Swoon, Quite Rightly
By Lauren Cerand
For the careful urban observer, Swoon's paper cutouts are a familiar sight on the streets of New York. Open up a certain kind of vaguely hip publication these days (e.g. Street Logos, VERY New York, Clamor) and her work is almost invariably mentioned. An outsider artist of a different sort, Swoon turned to the street several years ago to explore a means of expression beyond the cloistered gallery environment so typical of the New York art world. After gaining a following so dedicated that she has her own fan fotolog, Swoon has brought an expanded vision of her magical world indoors for a solo exhibition at Deitch Projects.
An almost ironic confrontation with the essential nature of street art, Swoon's installation highlights the best advantages that the gallery setting has to offer by creating a carefully constructed experience and layered environment that operates on a number of levels, both in literal and figurative terms. Modeled after a demolished Hong Kong slum, the show opens with a multimedia depiction of a subway car, using both plywood and drawings to depict the typical alienation of Swoon's people, almost always together alone in their shared experience.

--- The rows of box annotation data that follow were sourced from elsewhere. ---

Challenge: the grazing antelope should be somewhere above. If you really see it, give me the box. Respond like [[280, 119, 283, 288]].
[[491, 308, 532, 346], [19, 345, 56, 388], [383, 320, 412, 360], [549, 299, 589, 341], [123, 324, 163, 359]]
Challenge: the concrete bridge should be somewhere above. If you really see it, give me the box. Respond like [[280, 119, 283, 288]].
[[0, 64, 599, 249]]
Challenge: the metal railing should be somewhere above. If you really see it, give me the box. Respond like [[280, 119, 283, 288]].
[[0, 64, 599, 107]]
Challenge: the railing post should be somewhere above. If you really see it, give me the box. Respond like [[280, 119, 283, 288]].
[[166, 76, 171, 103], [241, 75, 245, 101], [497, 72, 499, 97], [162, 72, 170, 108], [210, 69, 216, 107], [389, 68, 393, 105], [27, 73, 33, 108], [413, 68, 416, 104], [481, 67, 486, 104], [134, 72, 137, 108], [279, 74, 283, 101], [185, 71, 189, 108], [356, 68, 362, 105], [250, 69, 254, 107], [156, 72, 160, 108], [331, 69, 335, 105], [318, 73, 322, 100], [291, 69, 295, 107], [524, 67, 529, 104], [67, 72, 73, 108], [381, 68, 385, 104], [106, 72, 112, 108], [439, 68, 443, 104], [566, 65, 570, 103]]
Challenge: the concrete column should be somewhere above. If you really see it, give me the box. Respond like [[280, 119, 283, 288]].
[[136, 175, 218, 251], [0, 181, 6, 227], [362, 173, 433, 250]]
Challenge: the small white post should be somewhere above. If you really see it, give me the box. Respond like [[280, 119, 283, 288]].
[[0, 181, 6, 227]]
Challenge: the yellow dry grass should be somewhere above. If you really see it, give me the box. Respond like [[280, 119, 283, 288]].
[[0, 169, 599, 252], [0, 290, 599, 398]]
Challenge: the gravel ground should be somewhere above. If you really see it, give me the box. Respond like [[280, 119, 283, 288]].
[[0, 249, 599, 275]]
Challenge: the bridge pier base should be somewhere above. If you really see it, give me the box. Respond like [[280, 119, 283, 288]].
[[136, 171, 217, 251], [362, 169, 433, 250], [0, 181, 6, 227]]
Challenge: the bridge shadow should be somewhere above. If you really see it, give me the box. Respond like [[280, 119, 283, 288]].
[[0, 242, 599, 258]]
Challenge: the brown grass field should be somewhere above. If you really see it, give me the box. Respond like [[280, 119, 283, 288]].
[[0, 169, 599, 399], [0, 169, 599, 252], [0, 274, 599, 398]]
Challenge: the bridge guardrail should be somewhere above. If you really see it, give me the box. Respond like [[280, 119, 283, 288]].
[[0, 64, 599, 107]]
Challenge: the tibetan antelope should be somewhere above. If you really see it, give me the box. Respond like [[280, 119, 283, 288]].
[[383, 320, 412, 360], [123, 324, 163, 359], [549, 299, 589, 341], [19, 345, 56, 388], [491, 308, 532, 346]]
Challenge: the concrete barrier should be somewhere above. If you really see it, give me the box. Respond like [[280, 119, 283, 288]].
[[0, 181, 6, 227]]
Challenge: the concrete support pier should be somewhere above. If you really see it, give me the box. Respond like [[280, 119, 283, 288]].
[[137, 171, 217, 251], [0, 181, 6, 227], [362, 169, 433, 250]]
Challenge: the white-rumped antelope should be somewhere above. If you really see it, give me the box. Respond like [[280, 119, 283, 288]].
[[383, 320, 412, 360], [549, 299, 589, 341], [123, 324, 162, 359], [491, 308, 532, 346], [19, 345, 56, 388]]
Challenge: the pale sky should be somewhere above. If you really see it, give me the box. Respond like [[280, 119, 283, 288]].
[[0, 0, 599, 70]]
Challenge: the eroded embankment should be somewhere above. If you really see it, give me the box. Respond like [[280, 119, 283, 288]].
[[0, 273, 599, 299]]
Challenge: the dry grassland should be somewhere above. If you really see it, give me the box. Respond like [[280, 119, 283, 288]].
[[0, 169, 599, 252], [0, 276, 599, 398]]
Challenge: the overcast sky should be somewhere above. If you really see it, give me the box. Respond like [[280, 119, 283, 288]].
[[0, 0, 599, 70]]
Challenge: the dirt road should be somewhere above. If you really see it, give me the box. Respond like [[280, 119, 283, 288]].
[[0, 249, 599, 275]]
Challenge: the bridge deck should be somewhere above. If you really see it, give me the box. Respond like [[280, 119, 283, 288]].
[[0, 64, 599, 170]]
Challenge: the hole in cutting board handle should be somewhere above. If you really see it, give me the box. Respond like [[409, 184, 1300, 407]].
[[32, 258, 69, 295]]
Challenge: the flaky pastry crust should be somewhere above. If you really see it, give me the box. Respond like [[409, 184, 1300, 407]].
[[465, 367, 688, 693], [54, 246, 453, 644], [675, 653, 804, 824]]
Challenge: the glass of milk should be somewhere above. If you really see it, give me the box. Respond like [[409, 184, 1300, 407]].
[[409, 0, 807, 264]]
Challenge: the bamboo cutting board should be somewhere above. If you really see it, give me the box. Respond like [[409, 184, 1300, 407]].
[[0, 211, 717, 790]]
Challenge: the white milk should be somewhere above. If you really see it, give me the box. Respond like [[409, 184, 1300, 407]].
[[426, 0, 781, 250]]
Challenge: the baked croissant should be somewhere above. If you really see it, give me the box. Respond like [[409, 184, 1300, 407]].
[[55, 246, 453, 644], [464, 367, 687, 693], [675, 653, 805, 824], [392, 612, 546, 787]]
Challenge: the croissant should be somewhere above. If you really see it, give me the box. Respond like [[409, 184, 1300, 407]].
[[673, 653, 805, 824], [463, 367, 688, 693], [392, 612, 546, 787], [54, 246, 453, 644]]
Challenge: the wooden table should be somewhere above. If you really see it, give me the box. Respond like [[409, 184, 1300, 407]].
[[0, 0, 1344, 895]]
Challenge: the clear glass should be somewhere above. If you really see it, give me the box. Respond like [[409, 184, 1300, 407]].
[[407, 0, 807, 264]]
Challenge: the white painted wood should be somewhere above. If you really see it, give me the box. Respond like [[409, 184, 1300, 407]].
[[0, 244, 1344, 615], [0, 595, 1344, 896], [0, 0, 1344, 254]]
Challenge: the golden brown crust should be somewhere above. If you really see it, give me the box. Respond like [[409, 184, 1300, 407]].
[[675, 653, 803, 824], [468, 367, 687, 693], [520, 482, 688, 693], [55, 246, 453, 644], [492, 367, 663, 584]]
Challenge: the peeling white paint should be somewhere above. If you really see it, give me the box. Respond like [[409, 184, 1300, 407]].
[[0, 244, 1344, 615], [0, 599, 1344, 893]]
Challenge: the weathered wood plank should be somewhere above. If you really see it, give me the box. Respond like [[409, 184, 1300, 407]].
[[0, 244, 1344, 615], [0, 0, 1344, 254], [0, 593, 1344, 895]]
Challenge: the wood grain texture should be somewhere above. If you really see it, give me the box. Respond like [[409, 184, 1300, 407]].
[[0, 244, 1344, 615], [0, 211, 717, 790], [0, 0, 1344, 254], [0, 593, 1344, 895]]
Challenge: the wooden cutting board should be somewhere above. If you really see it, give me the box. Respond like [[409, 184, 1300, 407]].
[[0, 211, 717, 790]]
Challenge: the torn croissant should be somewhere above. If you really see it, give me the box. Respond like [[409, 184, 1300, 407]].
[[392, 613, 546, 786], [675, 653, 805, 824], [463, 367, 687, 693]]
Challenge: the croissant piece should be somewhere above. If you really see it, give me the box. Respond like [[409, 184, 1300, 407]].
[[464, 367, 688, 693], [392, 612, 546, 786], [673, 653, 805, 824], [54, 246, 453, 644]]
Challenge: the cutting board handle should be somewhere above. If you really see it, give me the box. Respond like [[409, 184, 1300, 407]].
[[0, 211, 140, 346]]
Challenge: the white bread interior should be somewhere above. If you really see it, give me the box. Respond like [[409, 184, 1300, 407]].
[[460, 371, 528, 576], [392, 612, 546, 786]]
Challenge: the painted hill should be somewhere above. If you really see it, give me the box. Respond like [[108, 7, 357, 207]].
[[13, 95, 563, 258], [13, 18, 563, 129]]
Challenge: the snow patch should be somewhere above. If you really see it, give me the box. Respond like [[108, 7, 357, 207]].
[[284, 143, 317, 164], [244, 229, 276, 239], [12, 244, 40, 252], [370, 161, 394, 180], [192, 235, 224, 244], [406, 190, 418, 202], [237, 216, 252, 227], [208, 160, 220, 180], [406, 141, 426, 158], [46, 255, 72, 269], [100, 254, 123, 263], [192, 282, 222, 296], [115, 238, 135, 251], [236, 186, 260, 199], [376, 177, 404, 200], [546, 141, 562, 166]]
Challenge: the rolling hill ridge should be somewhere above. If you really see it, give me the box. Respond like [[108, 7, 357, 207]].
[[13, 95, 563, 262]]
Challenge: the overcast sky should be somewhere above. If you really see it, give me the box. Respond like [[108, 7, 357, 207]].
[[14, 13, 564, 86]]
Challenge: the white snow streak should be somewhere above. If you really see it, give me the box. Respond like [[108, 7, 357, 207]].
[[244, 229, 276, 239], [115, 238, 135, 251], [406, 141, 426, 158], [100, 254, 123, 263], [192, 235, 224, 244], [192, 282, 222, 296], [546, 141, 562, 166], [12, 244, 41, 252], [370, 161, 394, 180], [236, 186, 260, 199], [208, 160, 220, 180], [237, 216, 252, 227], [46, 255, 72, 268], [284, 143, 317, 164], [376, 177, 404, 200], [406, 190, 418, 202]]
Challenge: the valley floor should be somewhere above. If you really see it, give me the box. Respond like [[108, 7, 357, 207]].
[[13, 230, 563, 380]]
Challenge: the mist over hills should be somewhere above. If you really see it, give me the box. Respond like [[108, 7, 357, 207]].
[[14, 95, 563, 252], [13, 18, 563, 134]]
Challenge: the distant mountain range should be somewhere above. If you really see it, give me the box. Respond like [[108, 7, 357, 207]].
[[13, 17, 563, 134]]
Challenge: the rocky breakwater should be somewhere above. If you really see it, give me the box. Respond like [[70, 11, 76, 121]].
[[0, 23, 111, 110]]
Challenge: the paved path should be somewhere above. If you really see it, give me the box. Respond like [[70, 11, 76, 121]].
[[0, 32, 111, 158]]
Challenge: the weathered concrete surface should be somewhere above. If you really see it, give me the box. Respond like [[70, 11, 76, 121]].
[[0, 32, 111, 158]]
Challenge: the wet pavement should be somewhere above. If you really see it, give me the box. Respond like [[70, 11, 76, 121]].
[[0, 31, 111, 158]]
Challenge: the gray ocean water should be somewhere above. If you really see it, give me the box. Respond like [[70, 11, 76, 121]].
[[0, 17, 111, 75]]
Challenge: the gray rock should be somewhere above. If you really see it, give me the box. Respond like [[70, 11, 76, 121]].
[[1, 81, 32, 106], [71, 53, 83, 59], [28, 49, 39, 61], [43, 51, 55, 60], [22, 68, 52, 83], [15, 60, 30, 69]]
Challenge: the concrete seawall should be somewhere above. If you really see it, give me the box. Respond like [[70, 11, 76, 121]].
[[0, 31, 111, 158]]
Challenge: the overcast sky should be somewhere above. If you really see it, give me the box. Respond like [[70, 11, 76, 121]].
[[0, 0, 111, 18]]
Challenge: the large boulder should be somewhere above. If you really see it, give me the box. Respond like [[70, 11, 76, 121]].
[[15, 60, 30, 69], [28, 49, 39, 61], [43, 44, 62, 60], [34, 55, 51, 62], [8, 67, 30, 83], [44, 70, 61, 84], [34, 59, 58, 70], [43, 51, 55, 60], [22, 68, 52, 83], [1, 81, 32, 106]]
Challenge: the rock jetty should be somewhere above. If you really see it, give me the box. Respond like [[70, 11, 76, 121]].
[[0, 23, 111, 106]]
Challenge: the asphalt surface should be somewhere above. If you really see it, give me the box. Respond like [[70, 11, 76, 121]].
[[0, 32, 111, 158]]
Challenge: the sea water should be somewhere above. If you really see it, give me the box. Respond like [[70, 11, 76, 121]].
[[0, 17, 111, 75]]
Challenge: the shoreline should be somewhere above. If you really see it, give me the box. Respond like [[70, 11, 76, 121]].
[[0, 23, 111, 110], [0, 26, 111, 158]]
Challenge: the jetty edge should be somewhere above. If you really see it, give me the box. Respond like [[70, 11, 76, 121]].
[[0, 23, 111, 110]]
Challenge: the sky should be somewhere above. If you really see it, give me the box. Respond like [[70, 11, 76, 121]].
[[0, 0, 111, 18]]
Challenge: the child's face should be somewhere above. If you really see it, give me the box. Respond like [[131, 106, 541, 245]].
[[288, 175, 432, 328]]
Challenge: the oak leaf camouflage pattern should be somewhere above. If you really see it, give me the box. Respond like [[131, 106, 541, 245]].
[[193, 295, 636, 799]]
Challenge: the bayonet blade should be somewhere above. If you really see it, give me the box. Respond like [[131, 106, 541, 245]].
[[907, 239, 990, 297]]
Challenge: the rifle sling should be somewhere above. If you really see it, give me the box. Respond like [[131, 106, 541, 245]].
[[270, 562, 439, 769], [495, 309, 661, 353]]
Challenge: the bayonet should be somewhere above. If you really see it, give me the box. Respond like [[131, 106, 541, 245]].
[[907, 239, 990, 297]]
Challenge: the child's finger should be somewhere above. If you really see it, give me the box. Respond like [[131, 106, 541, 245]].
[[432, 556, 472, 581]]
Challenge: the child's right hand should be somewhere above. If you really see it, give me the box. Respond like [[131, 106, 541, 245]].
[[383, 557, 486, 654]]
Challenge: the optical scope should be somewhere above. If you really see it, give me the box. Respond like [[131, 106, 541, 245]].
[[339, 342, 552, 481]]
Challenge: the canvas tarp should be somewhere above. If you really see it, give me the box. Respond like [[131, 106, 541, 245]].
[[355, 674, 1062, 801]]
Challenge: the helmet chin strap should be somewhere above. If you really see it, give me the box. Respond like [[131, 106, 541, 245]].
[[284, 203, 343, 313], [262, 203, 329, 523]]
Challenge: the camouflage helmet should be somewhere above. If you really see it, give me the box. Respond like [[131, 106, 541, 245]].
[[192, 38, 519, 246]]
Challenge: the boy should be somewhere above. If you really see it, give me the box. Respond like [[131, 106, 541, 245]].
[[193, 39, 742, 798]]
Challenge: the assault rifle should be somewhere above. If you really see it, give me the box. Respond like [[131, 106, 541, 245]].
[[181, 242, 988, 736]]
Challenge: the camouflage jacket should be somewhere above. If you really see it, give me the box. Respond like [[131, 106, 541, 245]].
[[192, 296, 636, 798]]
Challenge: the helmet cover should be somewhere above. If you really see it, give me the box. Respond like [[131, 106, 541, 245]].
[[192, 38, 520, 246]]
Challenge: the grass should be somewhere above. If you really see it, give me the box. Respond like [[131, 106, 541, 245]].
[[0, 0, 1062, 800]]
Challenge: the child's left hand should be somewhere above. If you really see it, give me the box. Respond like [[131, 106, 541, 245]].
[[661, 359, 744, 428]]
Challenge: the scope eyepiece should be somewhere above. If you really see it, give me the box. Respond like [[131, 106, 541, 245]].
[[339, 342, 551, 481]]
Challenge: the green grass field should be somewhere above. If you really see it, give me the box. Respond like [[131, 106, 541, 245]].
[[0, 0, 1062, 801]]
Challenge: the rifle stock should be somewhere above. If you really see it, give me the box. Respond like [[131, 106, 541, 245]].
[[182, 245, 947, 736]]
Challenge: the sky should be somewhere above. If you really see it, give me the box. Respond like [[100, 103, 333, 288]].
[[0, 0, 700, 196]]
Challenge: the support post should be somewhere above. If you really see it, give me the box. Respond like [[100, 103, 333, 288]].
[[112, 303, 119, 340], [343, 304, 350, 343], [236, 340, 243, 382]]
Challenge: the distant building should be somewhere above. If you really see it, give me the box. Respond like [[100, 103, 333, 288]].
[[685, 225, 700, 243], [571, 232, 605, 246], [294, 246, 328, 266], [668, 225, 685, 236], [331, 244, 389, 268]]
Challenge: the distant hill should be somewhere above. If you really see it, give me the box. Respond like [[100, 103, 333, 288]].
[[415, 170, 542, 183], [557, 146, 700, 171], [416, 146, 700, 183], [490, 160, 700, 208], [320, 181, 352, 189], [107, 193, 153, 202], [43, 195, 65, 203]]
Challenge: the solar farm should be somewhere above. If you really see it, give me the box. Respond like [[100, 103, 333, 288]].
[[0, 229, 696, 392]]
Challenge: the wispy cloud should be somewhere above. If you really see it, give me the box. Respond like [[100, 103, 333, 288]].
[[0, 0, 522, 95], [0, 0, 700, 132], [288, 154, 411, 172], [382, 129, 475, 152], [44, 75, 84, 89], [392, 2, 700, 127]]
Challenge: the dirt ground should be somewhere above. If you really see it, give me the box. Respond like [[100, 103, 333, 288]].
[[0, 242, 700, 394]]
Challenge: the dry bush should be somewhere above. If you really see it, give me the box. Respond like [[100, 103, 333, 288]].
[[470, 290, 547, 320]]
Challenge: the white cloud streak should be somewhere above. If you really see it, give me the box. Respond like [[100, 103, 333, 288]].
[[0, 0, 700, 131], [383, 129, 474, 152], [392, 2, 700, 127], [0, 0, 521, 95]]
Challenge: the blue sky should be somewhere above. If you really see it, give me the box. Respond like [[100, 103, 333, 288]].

Lost in a teeming metropolis of solitary figures, Swoon's artfully portrayed character studies are the obvious stars of the show, but the backdrop is no less impressive. In the main gallery, a black constructed structure like an elevated train platform dominates one area while the rest of the space is given over to stacked debris and elaborate montages pasted to, painted on, and strung across every available surface. Children, old people, young people, and a seeming self-portrait of a young woman who is literally at the height of her creative power, her carefully folded hands crowning a tumbling barrage of vibrantly realized images down the back wall, are all depicted here. A pensive young man stares into the distance as a typical city scene plays out over his heart and torso. Weeds and clothesline, kinetic sculpture, pattern and ornament all vie for the viewer's gaze as it winds through the maze, up and around and back again.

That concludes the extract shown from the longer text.